The limitations of Election Commission
- The EC’s reputation suffers when it is unable to tame recalcitrant political parties, especially the ruling party.
- This is because despite being the registering authority under Section 29A of the Representation of the People Act, 1951, it has no power to de-register them even for the gravest of violations.
- The EC has been seeking the power to de-register political parties, among many other reforms, which the EC has been wanting.
- This reform was first suggested by the CEC in 1998 and reiterated several times.
- The EC had submitted an affidavit to the Supreme Court last February saying it wanted to be empowered “to de-register a political party, particularly in view of its constitutional mandate”.
- EC should continuously reinvent its powers given to it under the Indian Constitution as done by many previous CECs like T. N. Seshan.
Recognize the diversification of campaign media
- Recognising the diversification of campaign media is the first step towards addressing the rampant flouting of the MCC.
- The framework for understanding and addressing the various forms of voter manipulation must be fundamentally reimagined by the ECI.
- Voter Awareness is an ultimate and effective solution, which makes candidates more accountable to their voters and stops the flouting the MCC every now and then.
- The EC has launched voter awareness campaigns like SVEEP (Systematic Voters' Education and Electoral Participation program).
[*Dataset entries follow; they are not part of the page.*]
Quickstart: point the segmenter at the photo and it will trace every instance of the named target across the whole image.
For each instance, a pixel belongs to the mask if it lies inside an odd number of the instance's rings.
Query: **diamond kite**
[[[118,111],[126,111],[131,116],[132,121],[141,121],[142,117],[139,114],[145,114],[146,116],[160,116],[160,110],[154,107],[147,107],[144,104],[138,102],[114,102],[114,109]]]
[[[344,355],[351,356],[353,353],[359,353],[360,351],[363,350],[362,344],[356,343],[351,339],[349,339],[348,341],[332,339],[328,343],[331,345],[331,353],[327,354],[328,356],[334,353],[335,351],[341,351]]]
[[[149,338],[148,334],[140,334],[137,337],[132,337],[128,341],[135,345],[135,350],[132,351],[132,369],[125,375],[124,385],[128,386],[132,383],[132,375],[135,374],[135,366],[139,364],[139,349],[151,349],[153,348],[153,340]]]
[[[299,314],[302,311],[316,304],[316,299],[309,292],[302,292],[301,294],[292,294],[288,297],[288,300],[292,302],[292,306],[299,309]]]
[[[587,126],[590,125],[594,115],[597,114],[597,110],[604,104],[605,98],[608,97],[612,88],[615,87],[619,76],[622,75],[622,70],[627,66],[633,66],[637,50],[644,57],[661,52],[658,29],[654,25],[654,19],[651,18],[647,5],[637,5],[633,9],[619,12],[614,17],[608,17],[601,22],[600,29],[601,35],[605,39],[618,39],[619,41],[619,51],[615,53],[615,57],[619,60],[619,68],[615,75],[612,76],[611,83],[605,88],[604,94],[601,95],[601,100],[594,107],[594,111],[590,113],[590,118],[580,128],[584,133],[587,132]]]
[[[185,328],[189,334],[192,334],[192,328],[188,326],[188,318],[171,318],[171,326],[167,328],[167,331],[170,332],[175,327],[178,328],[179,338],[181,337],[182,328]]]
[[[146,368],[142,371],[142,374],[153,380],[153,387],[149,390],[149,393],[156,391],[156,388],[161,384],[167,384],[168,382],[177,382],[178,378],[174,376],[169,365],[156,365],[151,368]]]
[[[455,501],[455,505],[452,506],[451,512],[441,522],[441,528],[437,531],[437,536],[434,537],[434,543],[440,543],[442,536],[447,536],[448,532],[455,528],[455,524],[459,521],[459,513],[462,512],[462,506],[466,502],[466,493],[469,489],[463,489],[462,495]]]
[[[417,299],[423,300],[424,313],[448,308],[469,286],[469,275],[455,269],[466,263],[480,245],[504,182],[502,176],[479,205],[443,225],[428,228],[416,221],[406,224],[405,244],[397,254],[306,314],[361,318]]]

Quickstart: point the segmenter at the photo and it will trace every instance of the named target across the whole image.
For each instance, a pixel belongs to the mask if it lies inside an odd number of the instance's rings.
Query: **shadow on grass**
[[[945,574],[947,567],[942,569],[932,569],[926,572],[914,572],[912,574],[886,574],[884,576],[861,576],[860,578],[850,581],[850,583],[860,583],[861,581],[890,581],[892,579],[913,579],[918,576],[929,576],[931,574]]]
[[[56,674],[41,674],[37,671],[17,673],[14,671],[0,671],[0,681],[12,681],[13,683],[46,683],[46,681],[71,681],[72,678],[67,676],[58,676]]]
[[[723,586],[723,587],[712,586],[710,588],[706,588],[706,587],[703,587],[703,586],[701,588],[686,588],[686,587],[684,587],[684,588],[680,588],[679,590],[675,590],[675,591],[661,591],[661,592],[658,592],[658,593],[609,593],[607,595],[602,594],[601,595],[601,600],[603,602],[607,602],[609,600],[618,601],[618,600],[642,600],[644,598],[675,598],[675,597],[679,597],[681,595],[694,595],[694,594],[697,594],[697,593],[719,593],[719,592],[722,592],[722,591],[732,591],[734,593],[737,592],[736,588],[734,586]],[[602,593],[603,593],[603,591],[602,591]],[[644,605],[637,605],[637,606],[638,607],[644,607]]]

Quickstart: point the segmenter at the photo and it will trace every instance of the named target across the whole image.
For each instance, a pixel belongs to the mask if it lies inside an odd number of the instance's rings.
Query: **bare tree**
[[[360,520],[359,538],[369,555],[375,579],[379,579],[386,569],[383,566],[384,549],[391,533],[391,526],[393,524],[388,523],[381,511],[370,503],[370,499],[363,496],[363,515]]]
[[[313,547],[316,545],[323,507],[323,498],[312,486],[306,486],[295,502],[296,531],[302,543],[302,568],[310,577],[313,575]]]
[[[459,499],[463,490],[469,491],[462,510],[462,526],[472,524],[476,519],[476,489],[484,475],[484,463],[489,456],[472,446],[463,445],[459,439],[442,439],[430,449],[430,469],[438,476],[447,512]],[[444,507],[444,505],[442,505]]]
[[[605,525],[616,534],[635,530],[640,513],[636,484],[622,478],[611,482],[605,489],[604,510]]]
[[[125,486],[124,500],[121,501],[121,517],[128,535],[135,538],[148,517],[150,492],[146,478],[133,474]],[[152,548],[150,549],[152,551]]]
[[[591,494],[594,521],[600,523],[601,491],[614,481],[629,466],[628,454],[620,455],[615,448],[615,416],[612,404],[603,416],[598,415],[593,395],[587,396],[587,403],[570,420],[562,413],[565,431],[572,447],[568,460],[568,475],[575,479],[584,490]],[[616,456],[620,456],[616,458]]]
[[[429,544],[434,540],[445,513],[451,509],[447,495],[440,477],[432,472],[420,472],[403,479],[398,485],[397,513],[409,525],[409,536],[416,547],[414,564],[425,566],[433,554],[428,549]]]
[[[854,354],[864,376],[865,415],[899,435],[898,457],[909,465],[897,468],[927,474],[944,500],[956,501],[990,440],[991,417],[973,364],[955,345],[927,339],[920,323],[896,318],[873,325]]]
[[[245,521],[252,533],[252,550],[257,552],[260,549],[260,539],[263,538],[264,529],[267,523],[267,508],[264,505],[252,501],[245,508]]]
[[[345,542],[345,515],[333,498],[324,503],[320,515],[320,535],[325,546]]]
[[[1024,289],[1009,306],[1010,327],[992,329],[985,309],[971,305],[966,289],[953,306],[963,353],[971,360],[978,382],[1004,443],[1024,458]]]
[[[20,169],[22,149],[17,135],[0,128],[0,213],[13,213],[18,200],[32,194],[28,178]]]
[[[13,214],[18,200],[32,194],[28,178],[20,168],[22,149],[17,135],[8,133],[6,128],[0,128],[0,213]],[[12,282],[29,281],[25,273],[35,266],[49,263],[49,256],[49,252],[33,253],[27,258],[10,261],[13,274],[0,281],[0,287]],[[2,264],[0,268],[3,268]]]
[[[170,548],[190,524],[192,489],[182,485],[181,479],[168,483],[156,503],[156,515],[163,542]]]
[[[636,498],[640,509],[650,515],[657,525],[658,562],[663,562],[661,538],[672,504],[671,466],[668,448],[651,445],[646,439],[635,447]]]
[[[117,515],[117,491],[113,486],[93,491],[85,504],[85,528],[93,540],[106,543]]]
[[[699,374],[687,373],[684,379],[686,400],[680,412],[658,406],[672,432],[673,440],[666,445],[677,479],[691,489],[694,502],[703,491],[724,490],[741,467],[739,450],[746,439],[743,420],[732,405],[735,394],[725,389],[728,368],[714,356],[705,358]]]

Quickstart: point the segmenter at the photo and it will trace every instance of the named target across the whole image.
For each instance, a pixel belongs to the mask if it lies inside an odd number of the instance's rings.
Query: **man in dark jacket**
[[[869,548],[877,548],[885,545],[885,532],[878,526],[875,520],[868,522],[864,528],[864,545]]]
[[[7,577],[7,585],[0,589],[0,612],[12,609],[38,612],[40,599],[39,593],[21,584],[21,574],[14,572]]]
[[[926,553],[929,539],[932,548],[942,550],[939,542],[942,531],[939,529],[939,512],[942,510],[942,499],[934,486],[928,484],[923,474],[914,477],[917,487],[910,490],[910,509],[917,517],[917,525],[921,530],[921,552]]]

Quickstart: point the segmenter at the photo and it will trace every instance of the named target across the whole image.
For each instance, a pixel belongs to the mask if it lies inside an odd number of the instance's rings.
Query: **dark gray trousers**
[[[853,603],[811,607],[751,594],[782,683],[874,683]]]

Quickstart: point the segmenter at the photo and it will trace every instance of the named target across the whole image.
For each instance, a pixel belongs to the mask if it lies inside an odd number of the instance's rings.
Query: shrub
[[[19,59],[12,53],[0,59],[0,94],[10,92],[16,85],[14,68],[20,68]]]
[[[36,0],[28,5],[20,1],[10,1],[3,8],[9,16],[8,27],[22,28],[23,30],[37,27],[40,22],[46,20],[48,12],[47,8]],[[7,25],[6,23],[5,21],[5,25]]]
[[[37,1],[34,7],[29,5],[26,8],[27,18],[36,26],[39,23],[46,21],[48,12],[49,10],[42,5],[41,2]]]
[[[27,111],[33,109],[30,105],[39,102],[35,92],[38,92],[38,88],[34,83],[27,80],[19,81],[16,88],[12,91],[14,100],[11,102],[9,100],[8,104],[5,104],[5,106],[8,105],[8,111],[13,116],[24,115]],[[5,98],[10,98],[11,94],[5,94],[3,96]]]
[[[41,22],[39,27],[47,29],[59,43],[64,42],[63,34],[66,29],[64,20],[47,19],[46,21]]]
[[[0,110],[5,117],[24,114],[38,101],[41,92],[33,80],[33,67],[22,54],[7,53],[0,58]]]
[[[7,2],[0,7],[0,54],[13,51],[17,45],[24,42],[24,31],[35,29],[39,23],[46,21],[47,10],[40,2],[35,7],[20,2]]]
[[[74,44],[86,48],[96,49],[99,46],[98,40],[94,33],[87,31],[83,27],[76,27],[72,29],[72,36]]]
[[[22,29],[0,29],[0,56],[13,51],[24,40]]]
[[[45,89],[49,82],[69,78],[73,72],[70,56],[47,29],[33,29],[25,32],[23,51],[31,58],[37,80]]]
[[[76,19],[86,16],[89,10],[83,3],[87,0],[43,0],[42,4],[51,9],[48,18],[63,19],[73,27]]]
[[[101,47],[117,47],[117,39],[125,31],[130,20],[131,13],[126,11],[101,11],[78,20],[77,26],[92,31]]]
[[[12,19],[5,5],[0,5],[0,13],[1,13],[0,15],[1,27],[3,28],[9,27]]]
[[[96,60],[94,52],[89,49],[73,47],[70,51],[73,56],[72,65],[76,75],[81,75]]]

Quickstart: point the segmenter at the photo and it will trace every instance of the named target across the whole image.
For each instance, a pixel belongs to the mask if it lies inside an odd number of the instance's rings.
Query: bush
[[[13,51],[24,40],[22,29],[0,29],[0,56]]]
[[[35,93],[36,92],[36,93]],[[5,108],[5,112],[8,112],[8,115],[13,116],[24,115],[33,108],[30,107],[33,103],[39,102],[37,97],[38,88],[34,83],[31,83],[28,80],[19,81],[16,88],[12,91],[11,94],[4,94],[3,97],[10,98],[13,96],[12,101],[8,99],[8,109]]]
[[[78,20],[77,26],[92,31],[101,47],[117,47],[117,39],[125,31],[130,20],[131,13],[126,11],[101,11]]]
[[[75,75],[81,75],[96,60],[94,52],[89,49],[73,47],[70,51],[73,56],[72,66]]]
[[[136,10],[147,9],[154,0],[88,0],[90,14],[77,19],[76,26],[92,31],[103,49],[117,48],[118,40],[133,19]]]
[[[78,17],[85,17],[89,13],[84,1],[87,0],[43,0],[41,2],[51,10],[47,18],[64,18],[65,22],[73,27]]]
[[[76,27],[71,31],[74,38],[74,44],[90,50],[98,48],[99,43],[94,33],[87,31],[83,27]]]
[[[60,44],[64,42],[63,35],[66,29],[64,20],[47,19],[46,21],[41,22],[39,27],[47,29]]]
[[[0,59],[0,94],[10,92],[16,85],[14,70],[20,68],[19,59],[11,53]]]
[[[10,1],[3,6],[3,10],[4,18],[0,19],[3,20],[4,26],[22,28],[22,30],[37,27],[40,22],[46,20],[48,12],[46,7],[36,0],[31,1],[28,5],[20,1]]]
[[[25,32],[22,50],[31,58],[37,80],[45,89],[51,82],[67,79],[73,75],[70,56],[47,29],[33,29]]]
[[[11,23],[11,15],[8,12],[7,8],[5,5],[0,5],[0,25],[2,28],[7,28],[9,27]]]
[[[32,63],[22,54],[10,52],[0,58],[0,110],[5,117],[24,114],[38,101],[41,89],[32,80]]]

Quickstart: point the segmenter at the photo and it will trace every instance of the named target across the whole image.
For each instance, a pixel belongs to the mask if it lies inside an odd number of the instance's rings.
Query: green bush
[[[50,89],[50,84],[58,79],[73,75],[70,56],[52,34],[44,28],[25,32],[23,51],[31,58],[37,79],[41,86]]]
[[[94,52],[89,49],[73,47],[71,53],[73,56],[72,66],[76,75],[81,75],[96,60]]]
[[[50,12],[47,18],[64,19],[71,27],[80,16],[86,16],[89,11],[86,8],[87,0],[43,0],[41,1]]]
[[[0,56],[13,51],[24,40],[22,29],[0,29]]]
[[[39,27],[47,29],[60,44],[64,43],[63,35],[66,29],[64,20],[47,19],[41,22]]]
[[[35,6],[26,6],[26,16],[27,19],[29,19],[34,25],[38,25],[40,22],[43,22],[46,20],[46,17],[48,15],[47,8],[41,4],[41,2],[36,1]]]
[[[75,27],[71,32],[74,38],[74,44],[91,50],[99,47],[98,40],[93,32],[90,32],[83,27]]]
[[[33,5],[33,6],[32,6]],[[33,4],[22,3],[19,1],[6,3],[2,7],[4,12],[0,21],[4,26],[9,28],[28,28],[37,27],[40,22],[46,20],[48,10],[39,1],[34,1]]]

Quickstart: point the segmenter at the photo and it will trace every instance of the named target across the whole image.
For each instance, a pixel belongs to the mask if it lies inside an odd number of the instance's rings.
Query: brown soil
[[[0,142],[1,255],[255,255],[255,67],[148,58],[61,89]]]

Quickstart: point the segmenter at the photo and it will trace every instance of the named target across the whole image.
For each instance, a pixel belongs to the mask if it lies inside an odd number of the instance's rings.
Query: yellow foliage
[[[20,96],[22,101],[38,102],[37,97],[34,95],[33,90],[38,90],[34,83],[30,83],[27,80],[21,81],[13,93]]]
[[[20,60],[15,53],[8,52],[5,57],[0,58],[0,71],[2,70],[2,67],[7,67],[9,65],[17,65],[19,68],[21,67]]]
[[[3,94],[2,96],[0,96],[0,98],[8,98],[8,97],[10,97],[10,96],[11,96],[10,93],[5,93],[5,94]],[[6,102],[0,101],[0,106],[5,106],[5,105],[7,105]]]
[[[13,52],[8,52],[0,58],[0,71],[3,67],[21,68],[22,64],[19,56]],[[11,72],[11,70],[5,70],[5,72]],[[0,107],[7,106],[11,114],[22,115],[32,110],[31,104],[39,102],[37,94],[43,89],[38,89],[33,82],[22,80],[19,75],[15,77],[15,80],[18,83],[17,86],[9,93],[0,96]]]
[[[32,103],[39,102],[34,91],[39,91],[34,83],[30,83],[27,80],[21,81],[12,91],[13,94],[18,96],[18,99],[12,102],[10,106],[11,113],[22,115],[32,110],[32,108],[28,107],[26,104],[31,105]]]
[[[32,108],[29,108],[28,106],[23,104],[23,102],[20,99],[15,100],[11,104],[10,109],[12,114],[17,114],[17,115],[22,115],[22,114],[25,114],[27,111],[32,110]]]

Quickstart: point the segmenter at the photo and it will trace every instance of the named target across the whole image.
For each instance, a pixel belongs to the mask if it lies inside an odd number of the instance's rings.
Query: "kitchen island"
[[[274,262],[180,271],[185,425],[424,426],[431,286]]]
- It has also helped turn people into election-participants who remain vigilant in polling processes through the cVigil App where anyone can report election malpractices.
Amending the appointment and removal process of ECs
Government should consider the recommendations by Administrative Reform Commission-II and Law Commission reports regarding the changes required in appointment and removal of ECs and make the institution stronger.
The existing position cannot sustain itself for long as the governments from time to time will try to influence the constitutional office of the Election Commission.
It is time that instead of mere rhetoric over independence of the EC some substantial change is brought forward for protection of the constitutional body.
Additionally, the Commission has to reinvent its approach so, that bedrock of democracy doesn’t shake at its foundations.